Pour répondre à ces objectifs primordiaux et aux problèmes actuels, Alain Caillé estime qu'il faut inciter les personnes qui le peuvent financièrement à servir comme complément d'aide de l'Etat afin de rendre davantage service pour ceux qui en ont besoin. Le don sans retour apparaît comme la clé dans l'optique d'effectuer cette tâche. Toutes les dispositions nécessaires se retrouvent dans ce qu'il nomme l'économie associationniste. Celle-ci regroupe l'économie solidaire avec les subventions publiques, l'économie sociale avec les coopératives entre salariés et l'économie du partage en donnant la priorité à la location et non à la propriété. Ensuite, il insiste sur la nécessité de trouver les moyens après de longues recherches d'établir un revenu minimum et un revenu maximum. Pour se faire, plusieurs démarches sont à effectuer même si les plus importantes sont les suivantes: supprimer les retraites chapeaux et les hauts revenus par stock options dans les banques car ceux sont eux avec les grands dirigeants d'entreprise et les héritiers fortunés qui sont "les 1% qui possèdent la quasi totalité des richesses". Pour le moment, l'écrivain souligne que la réduction de salaire des directeurs et des actionnaires au profit de ceux des salariés reste dans l'esprit convivialiste. Enfin, c'est au niveau de l'individu que des modifications doivent se faire. Par des valeurs pluriversalistes, qui incitent à une individuation pour mieux vivre en communauté grâce à des valeurs universelles sous différentes manières de formulation, Alain Caillé soumet l'hypothèse que l'homme s'écarterait du modèle de l'homo œconomicus et prendrait celui d'un individu en quête de reconnaissance. Économiquement et écologiquement, on obtiendrait un modèle prospère sans croissance respectueux de l'environnement, le contraire du modèle actuel.

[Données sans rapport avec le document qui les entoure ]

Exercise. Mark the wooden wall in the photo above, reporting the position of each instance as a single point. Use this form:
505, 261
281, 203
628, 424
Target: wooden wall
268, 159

Néanmoins, comme le cite l'auteur, les mesures convivialistes n'ont jamais été appliquées concrètement. Il semble même que sa vision messianique basée sur l'éradication de la misère, de la corruption dans les marchés financiers et des écarts de richesse excessifs ne soit pas pris au sérieux par l'ensemble de la classe politique actuelle et de la population. Cela est dû à une absence de remise en question des présupposés et des finalités du modèle économique actuel de la part de chacun d'entre nous. L'homme, se plaignant des inégalités, est pourtant attiré par les challenges du capitalisme et serait satisfait d'être au-dessus des autres. Au final, l'auteur juge que cet idéal politique ne pourra pas persévérer tant que l'homme n'aura pas les passions indispensables afin de se lancer dans cette quête du vivre ensemble.